By contrast, the narrative trajectory in Nurse-Patient Interaction is open-ended. Each short, even abrupt sequence breaks off without resolution, and none give clues as to the outcome, no solutions to the issues raised by the sequence, no conclusion. In some of the sequences, there are hints of the surveillance delineated in the other films. Through the camera, the viewer/nurse trainee observes patients and listens to them, but unlike the earlier films the consequences of this surveillance are not portrayed, nor are the patients the obedient grateful figures of the other films. Nor it seems are the nurses simple helpmates to their white-coated male colleagues. They are subject to angry tirades from two, or praise that may be something more. The professional roles of the nurse, so clearly outlined in the earlier films, are tested by patients and colleagues alike. Without a conclusion within the film, the viewer is asked to complete the story, perhaps under surveillance by another camera or instructor, after which iteration their reactions would be reviewed.
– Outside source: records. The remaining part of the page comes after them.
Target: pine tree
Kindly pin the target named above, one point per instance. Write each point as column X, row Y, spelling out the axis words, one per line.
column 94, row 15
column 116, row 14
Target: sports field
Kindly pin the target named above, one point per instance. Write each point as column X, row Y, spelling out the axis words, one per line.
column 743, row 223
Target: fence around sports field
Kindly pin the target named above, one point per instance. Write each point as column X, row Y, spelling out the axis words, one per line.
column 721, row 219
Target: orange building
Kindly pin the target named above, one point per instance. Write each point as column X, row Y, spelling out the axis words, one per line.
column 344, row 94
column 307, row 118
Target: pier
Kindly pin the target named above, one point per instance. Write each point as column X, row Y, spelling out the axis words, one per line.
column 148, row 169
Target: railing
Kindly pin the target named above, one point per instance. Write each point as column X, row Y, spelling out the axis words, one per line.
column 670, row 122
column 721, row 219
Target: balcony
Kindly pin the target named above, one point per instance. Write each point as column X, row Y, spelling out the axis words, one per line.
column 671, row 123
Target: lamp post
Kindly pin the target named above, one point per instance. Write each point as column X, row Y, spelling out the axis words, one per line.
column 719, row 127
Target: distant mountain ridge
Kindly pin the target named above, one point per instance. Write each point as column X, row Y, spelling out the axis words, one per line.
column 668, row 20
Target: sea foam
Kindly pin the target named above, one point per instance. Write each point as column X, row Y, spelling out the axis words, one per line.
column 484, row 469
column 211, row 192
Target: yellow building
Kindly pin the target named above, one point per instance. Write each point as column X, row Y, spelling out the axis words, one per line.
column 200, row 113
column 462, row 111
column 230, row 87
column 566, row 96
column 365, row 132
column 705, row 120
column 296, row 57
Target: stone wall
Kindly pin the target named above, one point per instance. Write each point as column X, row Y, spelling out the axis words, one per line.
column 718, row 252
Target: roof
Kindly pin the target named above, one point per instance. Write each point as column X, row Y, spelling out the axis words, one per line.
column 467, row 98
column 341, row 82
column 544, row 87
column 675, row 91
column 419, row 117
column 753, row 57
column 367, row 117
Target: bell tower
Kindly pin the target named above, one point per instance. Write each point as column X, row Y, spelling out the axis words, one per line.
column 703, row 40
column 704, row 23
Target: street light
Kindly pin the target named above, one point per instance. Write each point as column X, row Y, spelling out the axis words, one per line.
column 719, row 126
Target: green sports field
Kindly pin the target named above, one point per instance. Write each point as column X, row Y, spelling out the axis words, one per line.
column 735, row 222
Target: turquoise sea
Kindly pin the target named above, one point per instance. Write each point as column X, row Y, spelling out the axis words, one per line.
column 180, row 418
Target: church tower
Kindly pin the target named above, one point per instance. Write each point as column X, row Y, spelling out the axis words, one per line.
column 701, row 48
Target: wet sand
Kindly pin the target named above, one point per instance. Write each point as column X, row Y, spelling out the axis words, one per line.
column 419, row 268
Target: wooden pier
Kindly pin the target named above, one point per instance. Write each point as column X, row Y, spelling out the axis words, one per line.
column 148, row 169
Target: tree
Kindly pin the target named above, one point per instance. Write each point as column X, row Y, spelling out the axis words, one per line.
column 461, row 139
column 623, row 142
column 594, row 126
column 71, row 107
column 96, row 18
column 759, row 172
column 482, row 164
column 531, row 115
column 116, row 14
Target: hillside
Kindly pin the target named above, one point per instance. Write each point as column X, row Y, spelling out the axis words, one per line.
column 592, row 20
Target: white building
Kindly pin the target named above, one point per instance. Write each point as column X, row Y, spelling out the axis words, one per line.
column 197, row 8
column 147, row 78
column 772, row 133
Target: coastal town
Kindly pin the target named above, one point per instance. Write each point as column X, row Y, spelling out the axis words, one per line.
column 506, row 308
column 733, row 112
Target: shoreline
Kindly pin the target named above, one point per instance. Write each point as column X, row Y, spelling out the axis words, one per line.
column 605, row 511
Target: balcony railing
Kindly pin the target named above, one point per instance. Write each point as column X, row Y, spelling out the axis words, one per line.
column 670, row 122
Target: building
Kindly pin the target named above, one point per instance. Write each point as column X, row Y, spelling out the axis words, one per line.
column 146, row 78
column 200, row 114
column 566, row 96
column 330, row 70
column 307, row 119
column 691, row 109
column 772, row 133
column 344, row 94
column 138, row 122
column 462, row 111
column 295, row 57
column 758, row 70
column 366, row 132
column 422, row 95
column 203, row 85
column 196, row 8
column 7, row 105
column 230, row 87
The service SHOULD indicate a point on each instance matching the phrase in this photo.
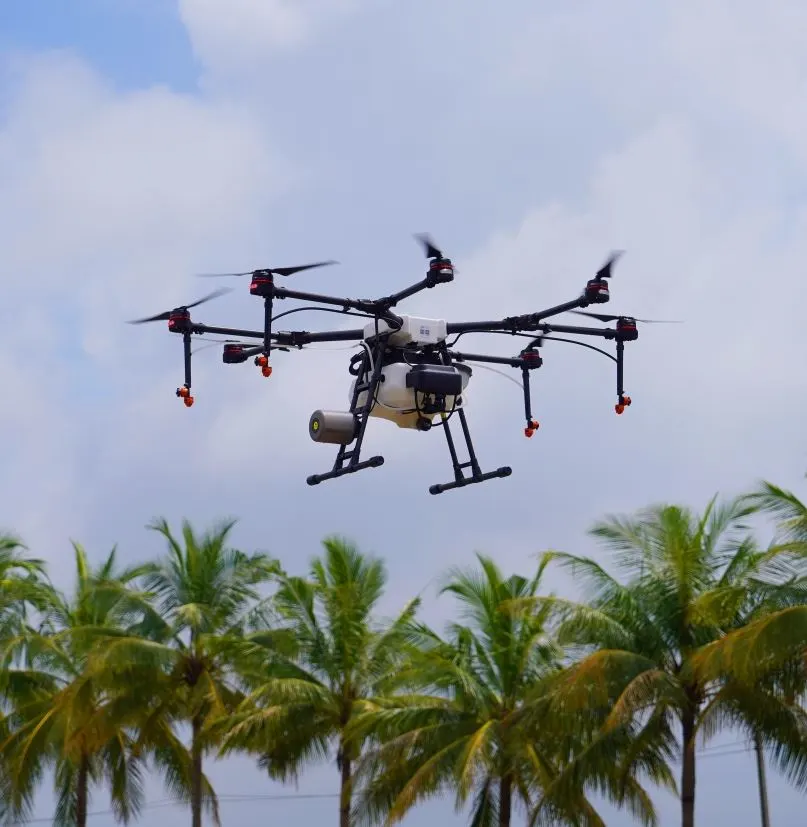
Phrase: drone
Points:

Finally, Nurse-Patient Interaction makes a very different use of fear to the others.  While there is fear in the other films­—the fears of wounded patients, the fears that Mary Walsh’s illness might affect her family, and perhaps the fears of failure among the nurse trainees—they are all contained within a reassuring narrative in which these fears are eased (for the patients) by the professionalism of the nurses and doctors who offer reassurance and the hope of recovery, and (for the nurse trainees) the inspirational conclusions of each movie.  Nurse-Patient interaction, however, made one sort of fear—interpersonal fear—central to its educational method. The assumption behind this film is that fears—such as giving and receiving affection or expressing and receiving hostility—limit the ability of nurses to work effectively with colleagues and patients alike. The film sequences (and the videotape recall component) aimed to help trainees experience and accept these fears, and by extension gain skills necessary to respond to these and other difficult inter-personal situations they might encounter in their professional life. If the earlier films in this collection scripted all interpersonal behavior, and portrayed the outcome of this behavior within the movie, Nurse-Patient Interaction only scripted one part of the interaction, avoiding an outcome within the film to focus on the unscripted responses of the nurse trainees, some off-camera, others recorded for later discussion.

David Cantor is an investigador (researcher) at the Instituto de Desarrollo Económico y Social (IDES), Buenos Aires Argentina and an adjunct professor in the School of Public Health at the University of Maryland, College Park. His scholarly work focuses on the history of medicine in the twentieth century, most recently the histories of cancer, stress and medical film. He was for several years affiliated with the National Library of Medicine and also worked in the Office of History, National Institutes of Health. His publications include Reinventing Hippocrates (2002); Cancer in the Twentieth Century (2008); Meat, Medicine and Human Health in the Twentieth Century (2010), co-edited with Christian Bonah and Matthias Dörries; Stress, Shock, and Adaptation in the Twentieth Century (2014), co-edited with Edmund Ramsden; and Health Education Films in the Twentieth Century (2018), co-edited with Christian Bonah and Anja Laukötter. He is series coeditor of Social Histories of Medicine published by Manchester University Press.